This is a simple parallel implementation of words count using Open MPI developed in the context of Parallel, Concurrent and Cloud programming course at the University of Salerno.
The aim is to make a map-reduce version of words count using MPI in order to perform word counting over a large number of files.
The process is divided in 3 steps:
- Assign each worker the input files' sections it has to work on
- Count the words occurrences in each section in parallel
- Merge the results obtained by each worker at master process
Assuming that each worker already has the input files available locally, the solution presented here also performs the first step of the process in parallel, meaning that each process determines autonomously which sections of the input it has to work on, avoiding communicating with the others.

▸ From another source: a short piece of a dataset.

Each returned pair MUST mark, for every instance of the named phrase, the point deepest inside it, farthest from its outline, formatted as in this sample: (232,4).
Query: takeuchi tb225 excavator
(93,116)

The first step of the process has been designed to have each process workload to differ by the length of one word at most: the workloads distribution algorithm assigns each worker a section of size equal to the total input size (expressed in bytes) divided by the number of workers (it adds one more byte to some of the sections if the remainder of the division isn't zero). Each worker knows which files it has to work on and for each of them what byte to start reading and which one to stop at: the counting algorithm here figures out if the starting byte is in the middle of a word and, if so, skips the entire word, and counts the following words up to the end of the section (and beyond if the last byte is in the middle of a word).
The words count are stored inside a hash table to reduce the search time whenever a word count has to be updated. This table is local to each process and it is updated every time a new word is read. At the end of this phase, each worker then communicates the content of the hash table to the master process which will merge them into his own local hash table and log the results.
This project uses CMake (minimum version 3.5) to manage the builds and obviously depends on Open MPI.
Due to the different definition of word among the various languages, here a word is considered as a sequence of alphanumeric symbols, thus "can't", for example, ends up being split in two words. This definition can be changed by editing the parsing function.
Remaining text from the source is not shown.